While many retreated from this poisonous debate, Pastor jumped in with two feet, publishing Toward a North American Community in August 2001 arguing the central failing of North America was that too little had been done to institutionalize and strengthen trilateral co-operation. He contrast the dearth of North American institutions with the sclerotic, over-institutionalization of the European Union and argued for a unique approach to North America that landed somewhere in the middle. His argument instantly made him a political piñata as well — a role he seemed to relish.
As the post-9/11 security agenda expanded, Pastor became an outspoken critic of its impact. He was dismayed at the absence of political courage by the three governments to pursue a larger vision of an integrated economic and security space. He was dismissive of the lack of ambition or vision embodied in the 2005 Security and Prosperity Partnership, its main achievement being to anger most stakeholders, cut out all three national legislatures, and provide fodder for conspiracy theorists everywhere. In 1994, some dared speak of a borderless North America. In 2014, security has made North America’s borders more prominent than ever.
Pastor was especially scornful of Ottawa as it sought to sideline Mexico City and deal with Washington bilaterally. Ottawa believed it could cash in on Canada’s “special relationship,” win security concessions and prevent the “Mexicanization” of the Canada-U.S. border; both of North America’s borders are more similar now than they are different. In fact, Pastor argued Ottawa’s approach only exacerbated the asymmetries of power Canada had spent the previous two decades trying to minimize through agreements like NAFTA. Moreover, Ottawa’s approach was a puzzling misread of the importance of Mexico in U.S. policymaking, disregarded Mexico City’s openness to new initiatives, and contributed to all three governments ignoring surveys suggesting their respective publics would be receptive to bold ideas on economics, security and the environment.
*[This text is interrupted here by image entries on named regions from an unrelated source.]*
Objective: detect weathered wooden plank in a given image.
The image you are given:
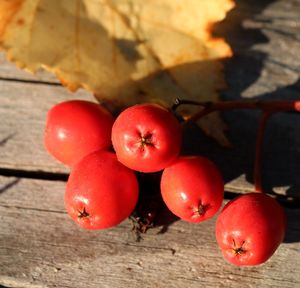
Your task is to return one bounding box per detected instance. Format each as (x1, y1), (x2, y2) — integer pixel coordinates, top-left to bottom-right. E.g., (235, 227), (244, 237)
(0, 177), (300, 288)
(0, 77), (300, 198)
(0, 80), (95, 172)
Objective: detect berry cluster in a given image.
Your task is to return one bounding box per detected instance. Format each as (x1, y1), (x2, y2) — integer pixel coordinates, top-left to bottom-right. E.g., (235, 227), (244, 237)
(44, 100), (286, 265)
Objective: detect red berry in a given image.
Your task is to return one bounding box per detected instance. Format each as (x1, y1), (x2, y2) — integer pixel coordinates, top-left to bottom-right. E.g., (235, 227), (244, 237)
(112, 104), (182, 172)
(65, 151), (138, 229)
(161, 156), (224, 223)
(44, 100), (114, 166)
(216, 193), (286, 266)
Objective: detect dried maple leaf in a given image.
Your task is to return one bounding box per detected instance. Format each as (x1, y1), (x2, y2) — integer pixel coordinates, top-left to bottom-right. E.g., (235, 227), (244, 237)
(0, 0), (233, 145)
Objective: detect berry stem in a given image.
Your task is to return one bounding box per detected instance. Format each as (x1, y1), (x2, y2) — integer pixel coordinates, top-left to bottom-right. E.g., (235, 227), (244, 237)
(172, 98), (300, 192)
(254, 111), (272, 192)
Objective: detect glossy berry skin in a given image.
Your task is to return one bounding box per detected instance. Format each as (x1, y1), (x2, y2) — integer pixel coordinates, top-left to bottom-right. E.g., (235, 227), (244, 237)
(65, 151), (139, 229)
(216, 193), (286, 266)
(112, 103), (182, 172)
(44, 100), (114, 166)
(161, 156), (224, 223)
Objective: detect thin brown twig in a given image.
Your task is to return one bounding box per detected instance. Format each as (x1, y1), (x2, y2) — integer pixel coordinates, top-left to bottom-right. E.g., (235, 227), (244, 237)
(172, 99), (300, 192)
(254, 111), (273, 192)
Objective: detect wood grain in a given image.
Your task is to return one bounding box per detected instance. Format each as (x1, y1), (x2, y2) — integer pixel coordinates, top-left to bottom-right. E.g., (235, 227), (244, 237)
(0, 80), (96, 173)
(0, 177), (300, 288)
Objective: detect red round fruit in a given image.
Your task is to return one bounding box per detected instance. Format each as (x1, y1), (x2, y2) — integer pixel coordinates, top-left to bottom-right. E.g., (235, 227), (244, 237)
(44, 100), (114, 166)
(161, 156), (224, 223)
(216, 193), (286, 266)
(65, 151), (138, 229)
(112, 103), (182, 172)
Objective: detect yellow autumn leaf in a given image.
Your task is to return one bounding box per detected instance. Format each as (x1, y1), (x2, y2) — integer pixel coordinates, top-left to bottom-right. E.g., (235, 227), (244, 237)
(0, 0), (233, 144)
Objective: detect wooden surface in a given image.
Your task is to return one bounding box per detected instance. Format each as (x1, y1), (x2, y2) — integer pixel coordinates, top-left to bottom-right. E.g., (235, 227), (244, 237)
(0, 0), (300, 288)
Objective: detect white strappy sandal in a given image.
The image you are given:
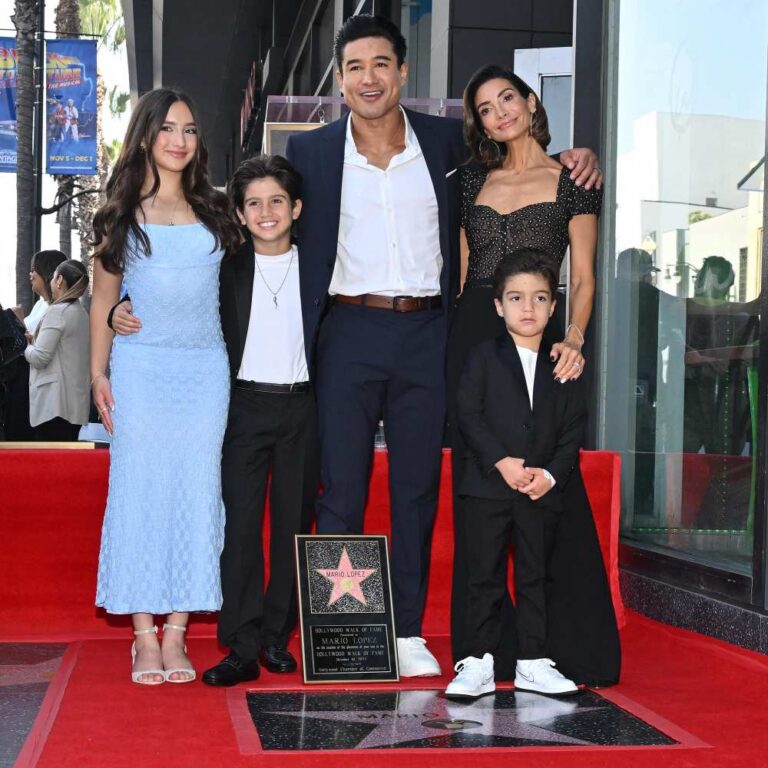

Some have referred to Pastor as North America’s Jean Monnet, a reference to one of European integration’s greatest intellectual and political champions. Both proffered ideas that were frequently unpopular. And he, like Monnet, spent much of his life trying to keep the “idea” of North America alive. North America is not Europe, nor will it ever be. However, the idea of a more trilaterally oriented North America is as important as it’s ever been to the people who live in it. Our policy leadership would be wise to keep this “idea” in mind.